Architecture overview

  • Workflow runtime – executes deterministic workflows entirely inside Bun with Effect fibers. Command intents (schedule-activity, timers, child workflows, signals, continue-as-new) emit Temporal protobufs directly and are guarded by a determinism snapshot that captures command order, random values, and logical timestamps.
  • Worker runtime – wraps pollers, sticky cache routing, activity execution, and build-id registration. It consumes the same loadTemporalConfig environment contract as our Go worker and exposes concurrency knobs via TEMPORAL_WORKFLOW_CONCURRENCY, TEMPORAL_ACTIVITY_CONCURRENCY, and sticky-cache variables.
  • Client – a Connect transport with branded call options, memo/search helpers, TLS diagnostics, and retry policies derived from environment variables. All WorkflowService RPCs run through logging/metrics interceptors so Bun services get observability parity with the worker runtime.
  • CLI & toolingtemporal-bun provides scaffolding, connectivity checks, Docker packaging, and deterministic replay. The CLI shares the same config and observability layers, ensuring every command fails fast with actionable logs.

Tutorials & recipes

Follow the quickstart above to scaffold workflows/activities, then explore the example app in packages/temporal-bun-sdk-example for:

  • Activity heartbeats and cancellation propagation via activityContext.heartbeat() and activityContext.signal.aborted.
  • Timer, signal, and child workflow orchestration patterns using proxyActivities plus defineWorkflow.
  • Deterministic helpers (determinism.now, determinism.random) that make replay diagnostics trivial.

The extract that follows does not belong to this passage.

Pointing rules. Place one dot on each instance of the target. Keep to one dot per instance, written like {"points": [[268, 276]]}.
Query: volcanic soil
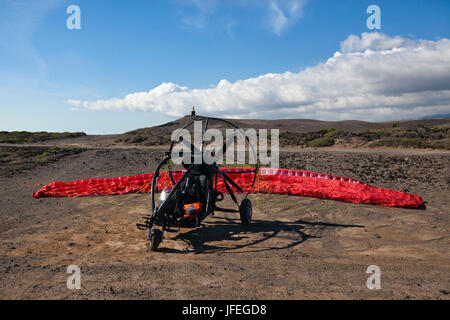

We are actively porting these recipes into standalone guides (heartbeats, signals, updates, schedules). Each guide links back to runnable snippets so teams can copy/paste into new Bun workers.

CLI & tooling reference

CommandPurposeNotes
temporal-bun initScaffold a worker + Docker assetsHonors --force to overwrite existing files.
temporal-bun doctorLoad config, emit log + metrics, verify TLSAccepts --log-format, --metrics, --metrics-exporter, --metrics-endpoint.
temporal-bun docker-buildBuild worker imageMirrors docker build -t <tag> -f <file> <context>.
temporal-bun replayDiff workflow determinism from JSON or live historiesSupports --history-file, --execution, `--source cli

Proto regeneration now lives under packages/temporal-bun-sdk/scripts/update-temporal-protos.ts. Pass --temporal-version <x.y.z> (once implemented) to align with upstream Temporal drops, and run it before publishing a new SDK version.